Black-and-white magic of fictional images showcased

Denis Nedelsky and Andrey Shchukin present alternative reality in their exhibition project, attracting visitors to see their unusual exposition at Minsk’s National Art Museum

By Victor Mikhailov

First, let’s start by taking a small trip through history. In the 19th century, French painter Paul Delaroche reacted to the invention of photography by saying: ‘painting is dead’. Of course, he meant that paintings cannot rival photographs in their accuracy in reproducing objective reality. About fifty years later, the comparison became irrelevant, unforeseen by painters or photographers; 20th century avant-garde art embraced abstraction, denying that images must reflect reality at all. Moreover, any interrelations were denied regarding a picture and its object and, later, regarding form and content.

We can confidently say that photographs by Mr. Nedelsky and Mr. Shchukin are signs which are open to interpretation, with the audience invited to create their own understanding. Each work acquires a deeper reality the longer we ponder. Truly, the artists have inspired us to think beyond the literal, stirring a range of associations and interpretations.

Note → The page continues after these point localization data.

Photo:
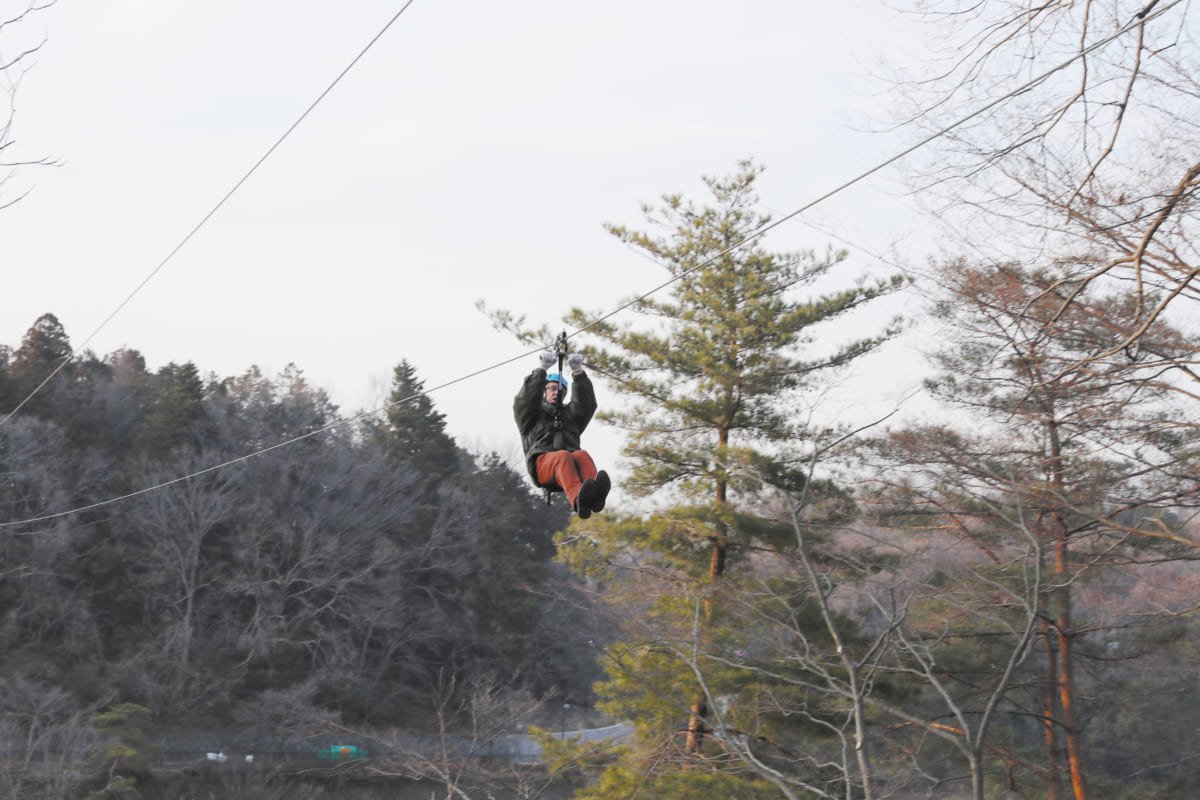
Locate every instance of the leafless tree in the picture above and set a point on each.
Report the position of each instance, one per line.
(17, 50)
(1087, 145)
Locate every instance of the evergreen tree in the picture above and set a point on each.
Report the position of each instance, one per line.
(43, 348)
(714, 377)
(178, 408)
(417, 432)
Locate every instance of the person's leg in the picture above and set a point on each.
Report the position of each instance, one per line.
(559, 468)
(583, 462)
(595, 483)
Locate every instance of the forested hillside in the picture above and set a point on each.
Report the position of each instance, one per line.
(355, 572)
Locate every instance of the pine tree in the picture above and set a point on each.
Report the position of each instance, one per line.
(713, 376)
(417, 432)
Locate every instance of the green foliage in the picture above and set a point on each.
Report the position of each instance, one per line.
(417, 431)
(124, 749)
(178, 408)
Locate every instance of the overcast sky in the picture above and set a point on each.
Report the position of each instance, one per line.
(474, 152)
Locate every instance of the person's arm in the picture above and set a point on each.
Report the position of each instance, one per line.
(583, 400)
(527, 404)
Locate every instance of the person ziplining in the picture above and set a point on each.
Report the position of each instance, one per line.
(551, 429)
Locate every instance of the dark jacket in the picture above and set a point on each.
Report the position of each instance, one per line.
(545, 427)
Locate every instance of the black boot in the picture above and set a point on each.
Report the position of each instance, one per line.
(585, 499)
(603, 486)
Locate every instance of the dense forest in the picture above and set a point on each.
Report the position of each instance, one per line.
(991, 597)
(358, 572)
(1000, 601)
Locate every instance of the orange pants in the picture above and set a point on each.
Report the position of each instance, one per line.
(568, 468)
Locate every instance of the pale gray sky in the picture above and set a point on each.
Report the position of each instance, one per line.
(474, 152)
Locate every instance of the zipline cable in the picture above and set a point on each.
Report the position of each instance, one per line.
(1140, 18)
(757, 234)
(208, 216)
(279, 445)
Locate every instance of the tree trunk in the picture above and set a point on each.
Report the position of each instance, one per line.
(1063, 623)
(1049, 713)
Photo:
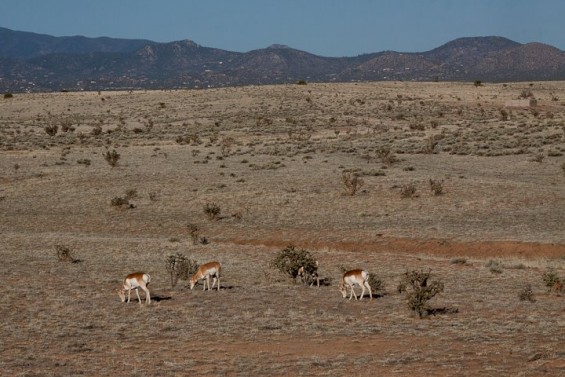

The clearly defined central character of the series is a naked female figure — seen wearing a mask, in a chamber, in a mirror and fragmented, as if viewed through a kaleidoscope. The mask is a traditional ‘attribute’ of theatre and carnival, symbolising a facade, role playing and disguise, pretence and self-protection, deceit and anonymity. Accordingly, the wearer forfeits their identity. The photographers’ characters are hidden under the cover of masks…

The exhibition space is impersonal, with no extraneous decoration, creating an artificial environment; this can be perceived as a ‘chamber’ and ‘staged’, setting a neutral background for performances. Where mirrors and kaleidoscopes are used, the chamber can become an active element of the performance. Of course, mirrors reflect reality, while enhancing the sense of space; they can also multiply reality while producing exact copies in reverse. At a symbolic level, there is some ambiguity, since mirrors both deceive (creating a fictional reality) and show the ‘reverse’ of an image. There are also associations with the underworld, inspiring irrational and unconscious human fears. In various ways, mirrors are actually detached from reality. The exhibited works primarily display links between mirrors and the soul: a ‘wandering association’, being transnational, moving from one time to another, vividly seen in the photomontages.

The authors figuratively interpret that a broken mirror symbolises the destruction of life and order, the breakdown of relationships, with chaos giving birth to fragmentation. Visual signs are abstract, perceived as ornamentation or as a kaleidoscope. However, the latter is no random scattering of multi-coloured glass; it shows the fragmentation of a human figure, deconstructed to its base elements.

Generalising, we see nothing but an imaginary post-modernist picture of the world: a sphere of ‘intimate mythology’ alongside accumulated experience of artistic speech and bright, unexpected images.